Never once had I thought that this seemingly immature boy, whom we used to all advice about his heartaches, would ultimately be one of those few people who would help me out when I went through a bad phase recently. I could call him at any time of the day or night and he would patiently listen, divert my attention, give me surprise visits just to cheer me up. And he never expected anything but friendship from me. I didn’t feel that I was burdening him with my emotions, I didn’t have to be careful, I could be the emotional girl I am with him. I didn’t have to carry a rep with him or wonder that he would demand a price for his show of affection. All that he expected was a smiling friend in return for his troubles.

Then around 3 months ago, he moved back to Delhi, his hometown. Most of us friends were sad but we felt that after all that he had gone through the last year, going back home would do him good. And true to his style, just last month he came down on a surprise visit to Mumbai just a week prior to my birthday.
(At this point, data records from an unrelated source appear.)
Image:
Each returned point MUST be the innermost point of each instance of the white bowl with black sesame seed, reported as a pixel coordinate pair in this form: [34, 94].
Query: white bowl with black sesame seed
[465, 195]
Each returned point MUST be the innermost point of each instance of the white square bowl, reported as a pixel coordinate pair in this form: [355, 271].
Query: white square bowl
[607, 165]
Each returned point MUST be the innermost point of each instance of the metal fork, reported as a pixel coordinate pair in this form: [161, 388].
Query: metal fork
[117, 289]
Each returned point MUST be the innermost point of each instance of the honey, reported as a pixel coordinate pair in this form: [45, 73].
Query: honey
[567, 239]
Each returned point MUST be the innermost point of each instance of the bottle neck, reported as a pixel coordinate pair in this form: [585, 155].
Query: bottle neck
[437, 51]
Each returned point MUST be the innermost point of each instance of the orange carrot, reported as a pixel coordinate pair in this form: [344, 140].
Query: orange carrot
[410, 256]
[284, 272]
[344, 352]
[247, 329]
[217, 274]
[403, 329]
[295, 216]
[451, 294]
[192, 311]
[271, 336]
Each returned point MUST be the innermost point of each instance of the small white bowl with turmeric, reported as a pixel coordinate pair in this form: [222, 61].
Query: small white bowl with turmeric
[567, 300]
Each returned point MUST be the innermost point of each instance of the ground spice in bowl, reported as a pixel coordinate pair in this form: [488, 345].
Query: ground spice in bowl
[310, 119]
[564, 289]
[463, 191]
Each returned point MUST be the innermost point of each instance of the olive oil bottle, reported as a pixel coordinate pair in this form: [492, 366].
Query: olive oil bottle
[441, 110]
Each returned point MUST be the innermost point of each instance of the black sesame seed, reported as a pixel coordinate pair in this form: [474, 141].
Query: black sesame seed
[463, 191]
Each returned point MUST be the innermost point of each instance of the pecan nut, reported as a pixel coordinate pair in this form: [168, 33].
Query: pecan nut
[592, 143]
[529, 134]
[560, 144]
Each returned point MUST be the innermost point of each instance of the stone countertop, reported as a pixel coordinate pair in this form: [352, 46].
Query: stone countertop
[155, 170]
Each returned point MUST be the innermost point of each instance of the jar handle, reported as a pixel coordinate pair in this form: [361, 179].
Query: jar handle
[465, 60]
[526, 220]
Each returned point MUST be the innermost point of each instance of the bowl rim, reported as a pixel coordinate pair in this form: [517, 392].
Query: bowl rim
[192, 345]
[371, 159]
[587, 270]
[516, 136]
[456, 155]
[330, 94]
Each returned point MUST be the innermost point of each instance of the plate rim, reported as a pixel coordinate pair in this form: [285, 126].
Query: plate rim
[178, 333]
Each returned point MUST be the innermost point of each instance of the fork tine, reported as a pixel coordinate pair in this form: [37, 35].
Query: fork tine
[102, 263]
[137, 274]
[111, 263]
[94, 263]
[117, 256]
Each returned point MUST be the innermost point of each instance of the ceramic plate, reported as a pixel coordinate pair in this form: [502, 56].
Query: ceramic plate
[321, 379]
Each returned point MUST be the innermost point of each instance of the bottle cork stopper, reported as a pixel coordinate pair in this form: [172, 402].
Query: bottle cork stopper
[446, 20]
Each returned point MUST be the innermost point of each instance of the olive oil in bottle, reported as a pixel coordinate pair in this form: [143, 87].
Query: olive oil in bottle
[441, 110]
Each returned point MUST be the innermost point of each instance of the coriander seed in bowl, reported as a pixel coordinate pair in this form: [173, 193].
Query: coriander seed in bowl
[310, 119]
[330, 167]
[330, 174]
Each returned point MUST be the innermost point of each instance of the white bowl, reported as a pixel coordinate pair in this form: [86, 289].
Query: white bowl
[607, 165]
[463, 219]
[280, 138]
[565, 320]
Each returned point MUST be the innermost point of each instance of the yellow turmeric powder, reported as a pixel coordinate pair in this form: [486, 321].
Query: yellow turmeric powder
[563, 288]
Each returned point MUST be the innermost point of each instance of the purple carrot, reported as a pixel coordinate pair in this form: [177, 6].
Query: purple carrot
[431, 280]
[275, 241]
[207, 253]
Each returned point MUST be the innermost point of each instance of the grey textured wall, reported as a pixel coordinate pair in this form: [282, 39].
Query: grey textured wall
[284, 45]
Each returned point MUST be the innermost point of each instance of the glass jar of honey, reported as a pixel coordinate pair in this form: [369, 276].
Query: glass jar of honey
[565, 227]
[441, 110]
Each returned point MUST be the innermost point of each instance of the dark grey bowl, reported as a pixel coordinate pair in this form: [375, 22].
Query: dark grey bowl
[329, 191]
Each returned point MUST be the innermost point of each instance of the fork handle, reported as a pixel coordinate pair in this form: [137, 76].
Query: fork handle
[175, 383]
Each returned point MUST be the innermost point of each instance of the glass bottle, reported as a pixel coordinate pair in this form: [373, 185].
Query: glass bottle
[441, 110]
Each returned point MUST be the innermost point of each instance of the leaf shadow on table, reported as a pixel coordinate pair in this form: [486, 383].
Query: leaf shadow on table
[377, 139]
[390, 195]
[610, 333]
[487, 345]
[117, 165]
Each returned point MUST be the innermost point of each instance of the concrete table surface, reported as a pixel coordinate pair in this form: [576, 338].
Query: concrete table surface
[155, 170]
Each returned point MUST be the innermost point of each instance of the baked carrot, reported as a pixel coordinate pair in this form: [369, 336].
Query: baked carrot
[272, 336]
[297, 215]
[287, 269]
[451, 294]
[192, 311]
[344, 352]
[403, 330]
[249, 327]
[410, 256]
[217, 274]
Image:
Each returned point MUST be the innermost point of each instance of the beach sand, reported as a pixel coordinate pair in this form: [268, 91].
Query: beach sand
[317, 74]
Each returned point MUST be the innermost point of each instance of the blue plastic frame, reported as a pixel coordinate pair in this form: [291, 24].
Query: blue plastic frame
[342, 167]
All of us went out to Gorai to celebrate the engagement of another friend and we were again ribbing him about how he should now get married. His parents were pressurising him and he was dodging it off because he was still in love with his girl and we had again started scolding him.
And now I am left with so much unsaid, so much anger that he is dead. Since morning, I have only been repeating to myself, he is dead, he is dead, as if my repetition would somehow change the reality. I still half expect him to call and say it was all a prank. Listening to ‘kaise batayein kyun tumko chahein’ would be a painful reminder as that was his ringtone. There are so many little things about this friendship, this boy I have only met half a dozen times, things that might live on for quite some time even though he didn’t. Heck he wasn’t even 25. Why this boy who may have only hurt people in ignorance, why not those who make a living out of hurting people? Anger, confusion and just pain at a life that was lost. But A you had a full life, you had friends, you loved like never before and you touched the lives of many. Yes, the few years you lived, you probably lived more than many a lifetime. RIP. Miss you ever.

2 comments:

Nimme said...

Touchy post.
Sometimes we just dont know why such things happen. My college classmate got an admit from high ranked univ with funding,he was supposed to leave next day but prev evening he went out,met with accident and got killed. Just 1 night changed the whole life where he could have been another msgrad student with h1 life.

his amma blogs in this blog in memory of him.
http://vidzzzzzzz.blogspot.com/2007/11/continuation.html

Life is short.

Unknown said...

You know, there is a lot of anger and you don't know what to do with it and who to direct it at in the case of death. It feels like the moment you let the waves in the sea wash over you, because you know one cannot fight death and the waves in the sea. All we get are those intimate moments with the people we love. The choice is to make these moments we spend with them which count.